Amazon Web Services has flicked the switch on a new availability zone for its Australian customers, fuelling speculation the cloud provider is about to officially open its own data centres in Sydney.

AWS debuts new Sydney availability zone
The new availability soon: ap-southeast-2c

Late last week AWS customers noticed a third availability zone - ap-southeast-2c - pop up in their consoles, adding to the existing Sydney-based ap-southeast-2a and ap-southeast-2b zones.

It is widely understood the two existing Sydney availability zones correspond to space in Equinix's SYD3 facility as well as another, unnamed data centre partner in North Ryde. AWS is also understood to have limited space in Global Switch for the purpose of storing S3 data.
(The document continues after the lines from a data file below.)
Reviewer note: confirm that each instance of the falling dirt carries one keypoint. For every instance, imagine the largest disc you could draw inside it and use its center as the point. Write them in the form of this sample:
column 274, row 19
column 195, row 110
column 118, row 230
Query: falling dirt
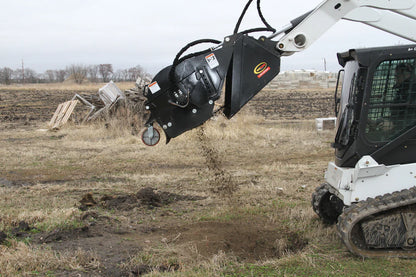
column 221, row 181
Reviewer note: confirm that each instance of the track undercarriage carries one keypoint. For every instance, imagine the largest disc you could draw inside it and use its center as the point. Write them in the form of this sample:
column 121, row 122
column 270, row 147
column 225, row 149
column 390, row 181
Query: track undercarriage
column 377, row 227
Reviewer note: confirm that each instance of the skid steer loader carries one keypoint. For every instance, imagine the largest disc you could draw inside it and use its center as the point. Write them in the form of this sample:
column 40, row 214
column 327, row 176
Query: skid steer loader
column 369, row 190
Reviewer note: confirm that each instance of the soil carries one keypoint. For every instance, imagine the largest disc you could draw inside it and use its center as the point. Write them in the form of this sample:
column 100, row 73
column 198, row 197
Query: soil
column 28, row 106
column 115, row 241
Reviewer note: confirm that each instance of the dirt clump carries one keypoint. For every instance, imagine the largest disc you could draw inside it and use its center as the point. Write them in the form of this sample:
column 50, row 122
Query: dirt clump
column 247, row 240
column 146, row 197
column 221, row 181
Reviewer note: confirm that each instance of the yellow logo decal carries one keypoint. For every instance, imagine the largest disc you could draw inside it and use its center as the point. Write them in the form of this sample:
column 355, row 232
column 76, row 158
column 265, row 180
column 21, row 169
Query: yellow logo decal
column 260, row 68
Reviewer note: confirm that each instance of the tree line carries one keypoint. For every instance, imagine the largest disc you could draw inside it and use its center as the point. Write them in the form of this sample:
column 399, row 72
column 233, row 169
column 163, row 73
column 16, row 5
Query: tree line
column 76, row 72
AWS partners and customers told iTnews they expected the arrival of the third Sydney availability zone indicated the opening of the two secret data centres the company started building in 2014 was imminent.

The company started construction on two new facilities in Eastern Creek, in Sydney's west, and Smeaton Grange near Camden in late 2014 to cater for its rapid growth in the region.

It has previously declined to comment on the build and an AWS spokesperson similarly declined to comment for this story.

But availability zones within a given region need to be geographically close for latency purposes, meaning the newly-released third zone would need to be located in Sydney near the two existing availability zones.

While availability zones are virtual and not necessarily tied to a single data centre, the facilities that provide a specific service for the particular zone need to be geographically separate.

AWS is also famous for building its own facilities rather than relying on partners.

"I'm sure AWS would prefer to build its own data centres, using everything they've learned about efficiency, cost optimisation, and clean energy, but they're famously tight-lipped about precise locations. Did you hear that? Was that a black helicopter? We've said too much," local AWS specialist Jeff Waugh told iTnews.

"Sydney is one of the fastest growing AWS regions, and a third availability zone is likely to spur even faster growth."

New services

A third availability zone means AWS will be able to bring new services into Australia.

The company currently offers its overseas customers four high-profile services that require a third availability zone to operate, which for that reason have not yet been available to Australian customers.

It revealed late last week that one of these services - its relational database Aurora - was now available to customers in the Sydney region.

The MySQL-compatible relational database management system combines the "speed and availability of high-end commercial databases with the simplicity and cost-effectiveness of open source databases", according to AWS.

Customers also expect the serverless computing platform Lambda, the Elastic File System shared filesystem, and Amazon RDS for Microsoft SQL Server with high availability functionality will soon land in Australia now that a third availability zone has arrived.